Thursday 15 April 2010

Spotify - full house or flushed away?

BASCA, the association that represents songwriters, composers and authors, has hit out at Spotify saying that the payments for copyright uses generated by the streaming on demand service are "tiny" and called for the company to be more transparent about the nature of its business. Last year it was claimed that over a five month period there were over one million plays of Lady Gaga's hit Poker Face – the most downloaded song in the British chart history, and one of the most successful songs of the 21st century to date – but this earned the songwriters just $167 from Spotify. BASCA CEO Patrick Rackow told the BBC: "At the moment, the amounts of money that are actually being received are tiny. That might be because there is no money there. But there is no clear trail that can be established so that the songwriter can trace back what they ought to have got. These things are behind a blanket of secrecy, and that is extremely worrying and Rackow added "The danger is that these deals all become so secret that the mist that descends creates uncertainty, creates fear. That allied to the fact that the sums being paid through are very small creates a climate of suspicion. I think it harms Spotify, it harms the writers' perception of Spotify and this is a service they want to support."

The Swedish-owned company, set up by serial web entrepreneur and a technologist Daniel Ek has been hailed by some as a saviour of the music industry, offering users free streaming of a huge catalogue of music punctuated by short adverts. A monthly premium of £9.99 allows users uninterrupted access to the catalogue. The service is part owned by the major record labels.

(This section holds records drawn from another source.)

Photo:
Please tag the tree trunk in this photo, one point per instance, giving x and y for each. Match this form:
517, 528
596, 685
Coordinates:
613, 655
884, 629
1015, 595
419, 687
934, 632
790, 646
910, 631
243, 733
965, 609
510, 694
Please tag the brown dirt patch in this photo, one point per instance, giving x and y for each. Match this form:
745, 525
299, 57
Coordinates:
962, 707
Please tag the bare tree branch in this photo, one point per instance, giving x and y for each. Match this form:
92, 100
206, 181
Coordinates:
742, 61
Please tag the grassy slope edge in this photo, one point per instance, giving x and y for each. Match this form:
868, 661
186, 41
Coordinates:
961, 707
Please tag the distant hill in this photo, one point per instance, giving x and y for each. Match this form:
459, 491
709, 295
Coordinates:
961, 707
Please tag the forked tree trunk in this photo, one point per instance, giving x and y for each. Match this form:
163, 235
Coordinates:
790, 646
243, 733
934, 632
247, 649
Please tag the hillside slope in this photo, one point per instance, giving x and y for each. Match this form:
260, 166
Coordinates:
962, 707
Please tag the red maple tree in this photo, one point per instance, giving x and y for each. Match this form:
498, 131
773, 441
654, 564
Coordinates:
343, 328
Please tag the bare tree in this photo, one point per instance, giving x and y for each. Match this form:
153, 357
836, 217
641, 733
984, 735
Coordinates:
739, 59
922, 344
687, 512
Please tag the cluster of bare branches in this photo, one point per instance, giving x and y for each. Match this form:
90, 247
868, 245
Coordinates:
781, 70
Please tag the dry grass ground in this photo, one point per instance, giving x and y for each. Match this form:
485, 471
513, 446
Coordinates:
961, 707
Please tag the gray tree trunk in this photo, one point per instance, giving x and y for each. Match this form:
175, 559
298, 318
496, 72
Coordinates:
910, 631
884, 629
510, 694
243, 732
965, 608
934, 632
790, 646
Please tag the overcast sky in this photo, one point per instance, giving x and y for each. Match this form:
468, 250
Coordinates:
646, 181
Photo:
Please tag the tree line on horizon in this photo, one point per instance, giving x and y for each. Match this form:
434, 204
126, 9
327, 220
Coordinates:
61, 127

Spotify would not comment on the BASCA claims, but has said that as more subscribers sign up and advertising revenue increases then that money will trickle down to the people who make the music.
See our previous blog on Spotify here

1 comment:

JDS said...

See Spotify's rebuttal of this story:

The Lady GaGa song in question was a split work, and the royalties were for one writer's payment, for one month, in one market, when there was very little traffic, and GaGa was nothing like the megastar she is today. This is a very misleading story.